A partir de agora, o balanço em Hubei incluirá os pacientes cujos exames de imagem do pulmão apresentem sinais de pneumonia, sem a necessidade do exame laboratorial. O teste era até então indispensável para o diagnóstico.
Esse atalho ajudará a propiciar o tratamento necessário a muitos pacientes, disseram as autoridades da província. Adicionar as pessoas diagnosticadas dessa maneira à contagem pode facilitar a tarefa das autoridades ao decidir como alocar recursos e avaliar opções de tratamento.
Os hospitais da cidade chinesa de Wuhan, a maior cidade da província de Hubei, vêm enfrentando problemas para diagnosticar infecções por meio de exames escassos. Outros países enfrentaram dificuldades semelhantes.
A OMS (Organização Mundial da Saúde) comentou a alta de casos na China em reunião nesta quinta (13) e disse que a maioria das novas infecções se refere ao período inicial da epidemia.

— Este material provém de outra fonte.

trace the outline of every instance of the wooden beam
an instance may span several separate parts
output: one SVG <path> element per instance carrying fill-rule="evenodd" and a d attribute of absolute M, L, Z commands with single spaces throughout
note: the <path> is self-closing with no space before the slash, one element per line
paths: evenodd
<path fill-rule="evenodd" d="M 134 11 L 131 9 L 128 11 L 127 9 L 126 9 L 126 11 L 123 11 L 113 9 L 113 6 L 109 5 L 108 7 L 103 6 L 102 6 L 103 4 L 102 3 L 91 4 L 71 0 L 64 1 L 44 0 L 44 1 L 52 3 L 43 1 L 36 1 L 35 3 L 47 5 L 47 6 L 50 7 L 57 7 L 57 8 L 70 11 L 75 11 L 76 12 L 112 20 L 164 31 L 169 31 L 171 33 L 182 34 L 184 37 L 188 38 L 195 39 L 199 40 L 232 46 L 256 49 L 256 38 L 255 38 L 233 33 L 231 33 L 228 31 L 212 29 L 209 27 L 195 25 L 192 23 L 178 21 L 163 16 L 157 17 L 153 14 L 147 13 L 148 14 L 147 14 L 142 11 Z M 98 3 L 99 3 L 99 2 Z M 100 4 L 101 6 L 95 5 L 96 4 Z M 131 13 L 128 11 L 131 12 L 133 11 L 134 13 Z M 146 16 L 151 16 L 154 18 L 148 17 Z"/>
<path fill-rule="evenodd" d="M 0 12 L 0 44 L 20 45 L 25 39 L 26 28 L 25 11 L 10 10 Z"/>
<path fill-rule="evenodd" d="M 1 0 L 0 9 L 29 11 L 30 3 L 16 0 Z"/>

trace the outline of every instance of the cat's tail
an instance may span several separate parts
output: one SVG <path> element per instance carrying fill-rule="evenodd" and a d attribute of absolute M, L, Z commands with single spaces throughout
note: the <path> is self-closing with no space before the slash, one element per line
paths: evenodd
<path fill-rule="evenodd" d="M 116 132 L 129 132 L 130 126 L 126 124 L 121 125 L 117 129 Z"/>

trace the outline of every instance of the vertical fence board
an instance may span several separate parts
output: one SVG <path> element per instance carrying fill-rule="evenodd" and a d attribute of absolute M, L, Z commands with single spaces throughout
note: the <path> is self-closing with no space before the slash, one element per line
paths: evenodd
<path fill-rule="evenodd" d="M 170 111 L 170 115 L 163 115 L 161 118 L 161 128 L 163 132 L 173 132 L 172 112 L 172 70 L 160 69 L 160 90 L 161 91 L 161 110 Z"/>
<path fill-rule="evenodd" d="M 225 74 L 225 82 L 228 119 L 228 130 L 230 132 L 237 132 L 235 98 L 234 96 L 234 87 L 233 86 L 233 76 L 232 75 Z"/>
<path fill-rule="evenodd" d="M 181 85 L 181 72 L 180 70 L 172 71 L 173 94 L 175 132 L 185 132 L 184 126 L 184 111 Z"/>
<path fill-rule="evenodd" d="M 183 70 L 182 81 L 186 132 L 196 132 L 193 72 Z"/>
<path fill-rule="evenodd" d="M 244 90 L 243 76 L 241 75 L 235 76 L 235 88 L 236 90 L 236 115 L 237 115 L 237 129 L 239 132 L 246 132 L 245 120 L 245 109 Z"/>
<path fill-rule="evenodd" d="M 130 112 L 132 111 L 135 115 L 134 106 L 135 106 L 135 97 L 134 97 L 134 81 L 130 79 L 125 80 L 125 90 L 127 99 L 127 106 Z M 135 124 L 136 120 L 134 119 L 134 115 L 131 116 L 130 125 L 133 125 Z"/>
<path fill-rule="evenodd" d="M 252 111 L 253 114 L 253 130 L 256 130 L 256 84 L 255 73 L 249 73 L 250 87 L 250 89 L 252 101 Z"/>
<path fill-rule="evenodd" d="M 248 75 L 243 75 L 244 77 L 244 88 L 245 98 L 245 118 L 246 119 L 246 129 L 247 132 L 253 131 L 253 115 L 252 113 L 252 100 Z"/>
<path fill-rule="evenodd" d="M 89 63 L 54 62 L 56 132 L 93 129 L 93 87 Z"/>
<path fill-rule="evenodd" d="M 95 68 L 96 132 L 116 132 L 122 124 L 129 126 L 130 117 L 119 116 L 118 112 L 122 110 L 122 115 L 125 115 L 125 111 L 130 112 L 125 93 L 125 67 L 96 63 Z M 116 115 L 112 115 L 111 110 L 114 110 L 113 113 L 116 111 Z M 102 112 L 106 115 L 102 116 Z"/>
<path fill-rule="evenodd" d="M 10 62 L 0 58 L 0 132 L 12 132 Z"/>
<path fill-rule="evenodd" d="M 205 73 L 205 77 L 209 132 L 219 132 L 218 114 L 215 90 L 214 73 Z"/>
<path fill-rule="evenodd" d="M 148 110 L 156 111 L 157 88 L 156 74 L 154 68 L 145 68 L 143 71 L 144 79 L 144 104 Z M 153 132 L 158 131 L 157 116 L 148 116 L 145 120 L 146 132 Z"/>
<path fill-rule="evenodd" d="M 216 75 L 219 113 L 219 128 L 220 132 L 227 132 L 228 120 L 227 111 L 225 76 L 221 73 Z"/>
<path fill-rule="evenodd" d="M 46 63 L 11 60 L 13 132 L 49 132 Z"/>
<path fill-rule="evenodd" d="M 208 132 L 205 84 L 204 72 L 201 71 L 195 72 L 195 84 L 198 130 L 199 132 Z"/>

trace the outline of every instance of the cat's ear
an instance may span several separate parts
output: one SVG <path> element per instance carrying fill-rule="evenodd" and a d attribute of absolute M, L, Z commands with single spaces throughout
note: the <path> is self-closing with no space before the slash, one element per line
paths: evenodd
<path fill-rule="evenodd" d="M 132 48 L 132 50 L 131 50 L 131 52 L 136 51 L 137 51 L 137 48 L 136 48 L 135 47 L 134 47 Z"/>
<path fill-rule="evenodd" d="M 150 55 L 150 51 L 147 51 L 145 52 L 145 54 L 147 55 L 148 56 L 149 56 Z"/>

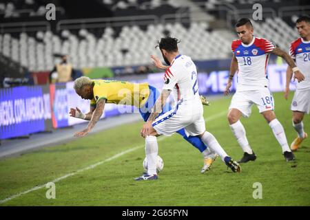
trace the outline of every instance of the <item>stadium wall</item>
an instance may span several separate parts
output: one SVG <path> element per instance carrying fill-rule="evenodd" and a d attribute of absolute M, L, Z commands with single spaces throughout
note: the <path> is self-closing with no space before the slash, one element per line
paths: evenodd
<path fill-rule="evenodd" d="M 271 91 L 282 91 L 285 86 L 287 65 L 269 65 L 267 72 Z M 131 80 L 134 82 L 148 82 L 161 90 L 163 73 L 145 74 Z M 229 70 L 198 73 L 199 91 L 212 95 L 224 91 Z M 121 78 L 118 78 L 121 80 Z M 234 78 L 232 91 L 236 90 L 238 77 Z M 295 82 L 290 87 L 295 89 Z M 73 82 L 50 85 L 22 86 L 0 89 L 0 139 L 59 129 L 85 122 L 69 116 L 71 107 L 79 107 L 83 112 L 89 111 L 90 101 L 81 99 L 73 89 Z M 136 108 L 106 104 L 102 118 L 132 112 Z"/>

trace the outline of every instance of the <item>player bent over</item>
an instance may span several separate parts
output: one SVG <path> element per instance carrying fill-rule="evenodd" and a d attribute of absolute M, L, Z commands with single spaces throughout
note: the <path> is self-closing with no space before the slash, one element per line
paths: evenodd
<path fill-rule="evenodd" d="M 141 135 L 145 138 L 148 169 L 136 180 L 158 179 L 156 164 L 158 146 L 156 136 L 170 136 L 183 128 L 187 134 L 199 137 L 203 142 L 220 156 L 233 172 L 240 172 L 239 164 L 227 155 L 214 136 L 205 131 L 195 64 L 189 56 L 178 53 L 178 39 L 167 36 L 162 38 L 158 43 L 165 61 L 170 67 L 165 71 L 163 91 L 141 131 Z M 176 105 L 158 116 L 172 91 L 178 100 Z"/>
<path fill-rule="evenodd" d="M 105 103 L 123 104 L 136 106 L 139 109 L 142 118 L 147 121 L 159 91 L 147 83 L 131 83 L 116 80 L 92 80 L 82 76 L 75 80 L 74 89 L 76 94 L 83 99 L 90 101 L 90 112 L 84 114 L 76 107 L 71 109 L 70 116 L 90 120 L 86 129 L 75 133 L 76 137 L 82 137 L 88 133 L 101 116 Z M 206 100 L 204 100 L 205 102 Z M 169 104 L 166 104 L 163 114 L 171 109 Z M 189 136 L 184 129 L 177 131 L 184 139 L 197 148 L 204 157 L 204 165 L 200 172 L 204 173 L 210 169 L 211 165 L 217 157 L 215 152 L 211 151 L 197 137 Z M 206 161 L 207 163 L 206 163 Z"/>

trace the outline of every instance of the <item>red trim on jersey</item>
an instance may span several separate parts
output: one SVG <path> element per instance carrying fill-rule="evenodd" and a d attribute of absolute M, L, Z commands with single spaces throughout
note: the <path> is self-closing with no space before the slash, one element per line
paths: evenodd
<path fill-rule="evenodd" d="M 169 67 L 169 68 L 170 68 L 170 67 Z M 169 69 L 169 68 L 167 69 L 166 71 L 165 72 L 165 77 L 166 77 L 166 78 L 170 78 L 171 76 L 174 76 L 174 75 L 172 74 L 171 71 Z"/>
<path fill-rule="evenodd" d="M 171 72 L 170 69 L 169 69 L 170 67 L 169 67 L 168 69 L 167 69 L 167 71 L 168 72 L 168 73 L 169 73 L 172 76 L 174 76 L 174 74 L 172 74 L 172 73 Z"/>
<path fill-rule="evenodd" d="M 178 87 L 178 83 L 176 84 L 176 87 L 178 89 L 178 101 L 180 100 L 180 88 Z"/>
<path fill-rule="evenodd" d="M 268 58 L 269 57 L 269 54 L 266 55 L 266 61 L 265 61 L 265 74 L 267 75 L 267 65 L 268 64 Z"/>
<path fill-rule="evenodd" d="M 241 45 L 241 40 L 234 40 L 231 43 L 231 50 L 233 52 L 235 52 L 236 49 Z"/>
<path fill-rule="evenodd" d="M 291 43 L 291 46 L 289 47 L 289 55 L 291 55 L 292 58 L 295 58 L 295 56 L 296 55 L 295 51 L 296 50 L 297 47 L 298 47 L 302 42 L 301 38 L 300 37 L 297 40 Z"/>
<path fill-rule="evenodd" d="M 260 50 L 265 51 L 265 53 L 269 53 L 275 48 L 273 44 L 265 38 L 256 37 L 253 44 L 257 47 L 259 47 Z"/>

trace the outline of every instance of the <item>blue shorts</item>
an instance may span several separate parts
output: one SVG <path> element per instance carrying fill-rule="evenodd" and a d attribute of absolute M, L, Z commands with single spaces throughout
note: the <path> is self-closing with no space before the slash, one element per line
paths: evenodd
<path fill-rule="evenodd" d="M 141 114 L 141 116 L 145 122 L 146 122 L 149 118 L 149 115 L 151 114 L 152 112 L 152 108 L 154 107 L 157 98 L 159 97 L 159 95 L 161 94 L 159 91 L 154 87 L 149 85 L 149 98 L 147 98 L 145 104 L 143 107 L 141 107 L 139 109 L 139 112 Z M 158 116 L 158 117 L 170 111 L 172 107 L 170 104 L 166 103 L 166 104 L 165 104 L 163 108 L 163 111 Z"/>

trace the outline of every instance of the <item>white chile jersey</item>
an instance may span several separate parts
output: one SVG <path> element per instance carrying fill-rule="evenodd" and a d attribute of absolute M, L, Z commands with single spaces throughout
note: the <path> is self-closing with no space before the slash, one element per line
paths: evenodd
<path fill-rule="evenodd" d="M 304 41 L 302 38 L 291 43 L 289 54 L 296 60 L 300 72 L 304 76 L 304 80 L 296 84 L 297 89 L 310 88 L 310 41 Z"/>
<path fill-rule="evenodd" d="M 255 36 L 248 45 L 240 39 L 232 42 L 231 50 L 238 65 L 238 91 L 256 90 L 268 86 L 267 65 L 269 53 L 275 47 L 271 41 Z"/>
<path fill-rule="evenodd" d="M 191 58 L 179 54 L 166 69 L 163 89 L 172 90 L 175 100 L 186 104 L 198 102 L 199 98 L 197 69 Z"/>

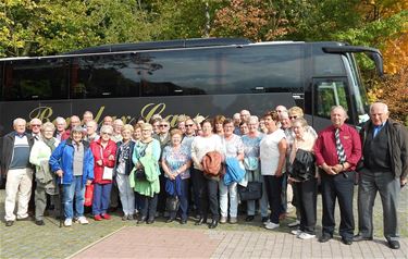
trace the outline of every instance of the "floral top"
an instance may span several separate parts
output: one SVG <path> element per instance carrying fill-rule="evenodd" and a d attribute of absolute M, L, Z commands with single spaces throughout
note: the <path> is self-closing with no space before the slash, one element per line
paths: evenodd
<path fill-rule="evenodd" d="M 256 137 L 245 135 L 242 137 L 244 144 L 244 165 L 246 170 L 257 170 L 259 168 L 259 145 L 263 134 Z"/>
<path fill-rule="evenodd" d="M 173 146 L 166 146 L 163 150 L 162 159 L 168 164 L 170 171 L 176 171 L 184 164 L 186 164 L 190 159 L 189 150 L 186 146 L 182 145 L 180 148 L 175 149 Z M 187 169 L 180 174 L 182 178 L 189 178 L 189 170 Z"/>

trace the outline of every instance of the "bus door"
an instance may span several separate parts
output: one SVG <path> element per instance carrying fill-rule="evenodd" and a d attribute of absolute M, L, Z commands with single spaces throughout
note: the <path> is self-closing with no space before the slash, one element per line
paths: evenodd
<path fill-rule="evenodd" d="M 346 77 L 313 78 L 312 86 L 312 125 L 317 132 L 331 125 L 330 111 L 333 106 L 344 107 L 348 111 L 348 116 L 353 118 L 351 97 Z"/>

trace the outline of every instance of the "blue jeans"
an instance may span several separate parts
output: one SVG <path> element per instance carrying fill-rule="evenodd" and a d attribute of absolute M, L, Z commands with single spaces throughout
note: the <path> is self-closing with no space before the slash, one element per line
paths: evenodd
<path fill-rule="evenodd" d="M 95 184 L 92 214 L 99 215 L 107 213 L 111 199 L 112 184 Z"/>
<path fill-rule="evenodd" d="M 74 218 L 73 200 L 75 195 L 75 218 L 84 215 L 85 185 L 83 176 L 74 176 L 71 184 L 63 185 L 65 219 Z"/>

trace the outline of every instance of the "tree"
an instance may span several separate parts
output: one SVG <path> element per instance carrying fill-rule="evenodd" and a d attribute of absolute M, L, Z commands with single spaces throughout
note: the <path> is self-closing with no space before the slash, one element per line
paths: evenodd
<path fill-rule="evenodd" d="M 211 35 L 262 41 L 282 37 L 289 29 L 288 21 L 280 15 L 272 1 L 232 0 L 217 11 Z"/>

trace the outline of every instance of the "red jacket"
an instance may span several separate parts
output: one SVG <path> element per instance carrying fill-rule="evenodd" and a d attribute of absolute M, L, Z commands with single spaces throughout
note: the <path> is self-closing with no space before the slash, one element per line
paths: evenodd
<path fill-rule="evenodd" d="M 95 165 L 94 165 L 94 183 L 97 184 L 110 184 L 111 180 L 102 180 L 103 166 L 113 168 L 116 155 L 116 144 L 112 140 L 109 140 L 106 148 L 100 144 L 101 139 L 92 141 L 90 144 L 90 150 L 94 155 Z M 102 151 L 101 151 L 102 150 Z M 101 156 L 102 155 L 102 156 Z M 109 157 L 113 155 L 113 159 L 110 160 Z M 97 161 L 102 160 L 102 165 L 99 165 Z"/>

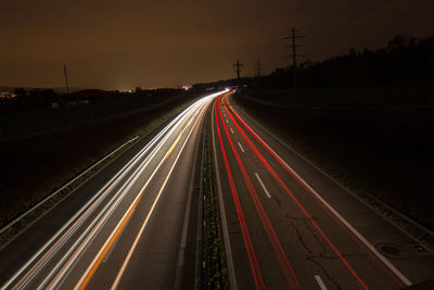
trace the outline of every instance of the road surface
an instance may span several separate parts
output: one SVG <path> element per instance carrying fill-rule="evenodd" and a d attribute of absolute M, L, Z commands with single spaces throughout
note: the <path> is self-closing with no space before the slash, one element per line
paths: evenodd
<path fill-rule="evenodd" d="M 192 289 L 202 131 L 218 93 L 139 141 L 0 250 L 2 289 Z"/>
<path fill-rule="evenodd" d="M 232 289 L 400 289 L 433 278 L 431 252 L 220 92 L 3 247 L 2 289 L 193 289 L 206 117 Z"/>
<path fill-rule="evenodd" d="M 431 252 L 280 142 L 230 93 L 214 104 L 213 137 L 233 288 L 400 289 L 434 278 Z"/>

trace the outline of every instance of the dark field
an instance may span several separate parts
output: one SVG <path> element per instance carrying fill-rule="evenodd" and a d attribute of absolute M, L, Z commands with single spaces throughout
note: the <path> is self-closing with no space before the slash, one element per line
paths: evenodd
<path fill-rule="evenodd" d="M 192 99 L 184 96 L 143 112 L 0 140 L 0 228 L 120 144 L 156 128 Z"/>

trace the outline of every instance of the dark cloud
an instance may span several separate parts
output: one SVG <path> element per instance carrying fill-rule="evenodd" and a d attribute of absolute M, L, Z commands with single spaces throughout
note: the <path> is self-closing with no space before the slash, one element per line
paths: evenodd
<path fill-rule="evenodd" d="M 282 37 L 296 26 L 303 53 L 323 60 L 434 33 L 432 0 L 9 0 L 0 3 L 0 86 L 174 86 L 289 63 Z"/>

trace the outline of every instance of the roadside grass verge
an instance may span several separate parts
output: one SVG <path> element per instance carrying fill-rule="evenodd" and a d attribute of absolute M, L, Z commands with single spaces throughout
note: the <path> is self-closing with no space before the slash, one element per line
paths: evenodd
<path fill-rule="evenodd" d="M 284 102 L 284 92 L 280 93 Z M 316 93 L 320 96 L 321 90 Z M 267 94 L 252 96 L 270 102 L 264 99 Z M 308 101 L 305 108 L 291 109 L 255 103 L 253 99 L 240 93 L 234 98 L 279 139 L 434 249 L 432 109 L 316 110 Z"/>
<path fill-rule="evenodd" d="M 213 106 L 210 106 L 213 108 Z M 219 201 L 214 172 L 212 144 L 212 114 L 208 109 L 208 118 L 204 131 L 203 178 L 202 178 L 202 261 L 205 267 L 199 265 L 202 274 L 200 289 L 229 289 L 228 270 L 222 240 Z M 199 261 L 200 262 L 200 261 Z"/>
<path fill-rule="evenodd" d="M 120 144 L 143 137 L 191 104 L 191 99 L 174 102 L 151 112 L 114 119 L 98 126 L 69 129 L 52 135 L 0 142 L 0 228 L 7 226 L 62 185 L 72 180 Z M 138 138 L 138 139 L 139 139 Z M 98 164 L 68 187 L 0 235 L 4 244 L 81 184 L 101 171 L 133 142 Z"/>

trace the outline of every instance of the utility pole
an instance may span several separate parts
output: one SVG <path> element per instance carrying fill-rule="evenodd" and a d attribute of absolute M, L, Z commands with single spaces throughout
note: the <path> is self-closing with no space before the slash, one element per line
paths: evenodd
<path fill-rule="evenodd" d="M 63 74 L 65 76 L 65 83 L 66 83 L 66 93 L 69 93 L 69 85 L 67 81 L 67 71 L 66 71 L 66 65 L 63 65 Z"/>
<path fill-rule="evenodd" d="M 257 78 L 259 78 L 260 77 L 260 68 L 261 68 L 263 64 L 260 63 L 260 61 L 256 61 L 255 65 L 256 65 L 255 75 Z"/>
<path fill-rule="evenodd" d="M 296 53 L 296 48 L 303 48 L 303 46 L 298 46 L 295 43 L 295 39 L 298 38 L 305 38 L 303 35 L 296 35 L 296 33 L 299 33 L 299 29 L 295 29 L 295 27 L 292 27 L 292 29 L 288 30 L 289 36 L 284 37 L 283 39 L 288 39 L 290 41 L 289 48 L 292 49 L 292 54 L 289 56 L 292 56 L 292 66 L 293 66 L 293 80 L 294 80 L 294 88 L 297 87 L 297 56 L 305 56 Z"/>
<path fill-rule="evenodd" d="M 233 68 L 235 68 L 238 81 L 240 81 L 241 67 L 243 67 L 243 64 L 240 63 L 240 61 L 237 61 L 237 63 L 233 65 Z"/>

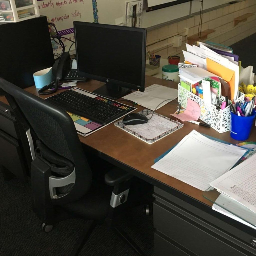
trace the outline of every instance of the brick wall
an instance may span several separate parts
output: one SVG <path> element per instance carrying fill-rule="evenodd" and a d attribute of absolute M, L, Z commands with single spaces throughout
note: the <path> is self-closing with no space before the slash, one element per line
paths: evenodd
<path fill-rule="evenodd" d="M 215 30 L 215 31 L 208 35 L 207 39 L 202 41 L 210 41 L 215 43 L 229 46 L 256 32 L 256 0 L 244 0 L 225 7 L 219 8 L 203 14 L 202 31 L 208 29 Z M 246 13 L 254 14 L 247 20 L 239 23 L 234 26 L 234 19 Z M 159 28 L 148 31 L 147 43 L 150 43 L 158 39 L 177 32 L 179 32 L 189 28 L 188 36 L 197 34 L 199 24 L 199 15 L 191 16 L 181 21 L 165 26 Z M 184 35 L 184 32 L 181 35 Z M 182 50 L 186 50 L 185 43 L 187 42 L 186 37 L 182 37 L 182 46 L 175 47 L 171 45 L 161 47 L 173 41 L 173 38 L 166 39 L 161 41 L 147 47 L 148 50 L 156 48 L 155 54 L 167 58 L 170 55 L 178 55 L 181 61 L 184 60 Z"/>

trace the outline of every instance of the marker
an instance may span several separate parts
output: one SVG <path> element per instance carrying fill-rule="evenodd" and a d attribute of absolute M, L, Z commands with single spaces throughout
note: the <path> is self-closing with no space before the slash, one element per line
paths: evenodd
<path fill-rule="evenodd" d="M 188 122 L 189 123 L 192 123 L 193 124 L 197 124 L 199 125 L 202 125 L 203 126 L 205 126 L 206 127 L 210 127 L 211 126 L 209 124 L 204 124 L 202 123 L 200 123 L 200 122 L 198 122 L 197 121 L 188 121 Z"/>
<path fill-rule="evenodd" d="M 221 103 L 221 106 L 220 107 L 221 109 L 224 109 L 226 107 L 226 104 L 227 103 L 224 101 Z"/>

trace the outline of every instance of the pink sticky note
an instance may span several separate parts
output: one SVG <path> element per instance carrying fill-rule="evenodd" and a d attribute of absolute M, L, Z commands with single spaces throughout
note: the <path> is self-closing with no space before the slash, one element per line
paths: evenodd
<path fill-rule="evenodd" d="M 183 121 L 195 121 L 199 118 L 201 113 L 200 106 L 196 102 L 188 99 L 187 108 L 183 113 L 170 114 Z"/>

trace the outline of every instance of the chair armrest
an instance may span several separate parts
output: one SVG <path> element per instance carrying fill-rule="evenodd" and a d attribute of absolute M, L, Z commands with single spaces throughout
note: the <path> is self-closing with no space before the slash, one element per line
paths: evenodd
<path fill-rule="evenodd" d="M 105 174 L 105 183 L 109 186 L 114 186 L 127 181 L 133 177 L 133 175 L 117 167 Z"/>

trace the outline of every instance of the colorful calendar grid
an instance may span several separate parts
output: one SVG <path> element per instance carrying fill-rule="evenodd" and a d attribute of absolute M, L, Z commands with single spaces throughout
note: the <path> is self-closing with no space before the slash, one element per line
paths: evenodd
<path fill-rule="evenodd" d="M 101 127 L 103 125 L 77 115 L 74 115 L 69 112 L 67 113 L 73 120 L 76 129 L 79 133 L 85 135 Z"/>

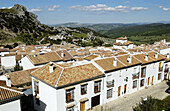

“Apenas na província de Hubei, um profissional da saúde treinado agora poderá classificar um caso suspeito de covid-19 como clinicamente confirmado baseado apenas em exames de imagem do pulmão”, disse Mike Ryan, diretor executivo da OMS.
No resto da China e do mundo, a confirmação laboratorial ainda é necessária, disse Ryan.
“Nós vimos um aumento significativo no número de casos registrados da infecção na China, mas não vimos uma mudança significativa na trajetória da epidemia do coronavírus”, afirmou também.
Desde a semana passada, a lista de novos países com registros da doença não cresce. Nesta quinta, porém, o Japão anunciou a primeira morte em seu território e 44 novos casos de contágio entre os passageiros de um cruzeiro. Agora, são três mortes fora da China continental.
O Brasil não tem casos confirmados do coronavírus. Na quinta, caiu de 11 para seis o número de casos de suspeita de covid-19 em investigação. Outros 40 casos já foram descartados. A maioria tem dado positivo para vírus da gripe.
O secretário de vigilância em saúde do Ministério da Saúde, Wanderson Oliveira, não vê como surpresa a mudança do critério utilizado pela China para contabilizar os casos na província de Hubei.
“Sabíamos, baseados em artigosepublicações,quemuitos casos não se enquadravam, porque os testes são limitados”, afirma Oliveira, que lembra que novos testes sorológicos estão sendo produzidos e podem mudar o cenário.
Mas há especialistas que ficaram atônitos com a mudança e dizem que exames de imagem pulmonares são uma forma imperfeita de diagnóstico. Mesmo pacientes de gripe sazonal comum podem desenvolver pneumonia identificável em exames desse tipo.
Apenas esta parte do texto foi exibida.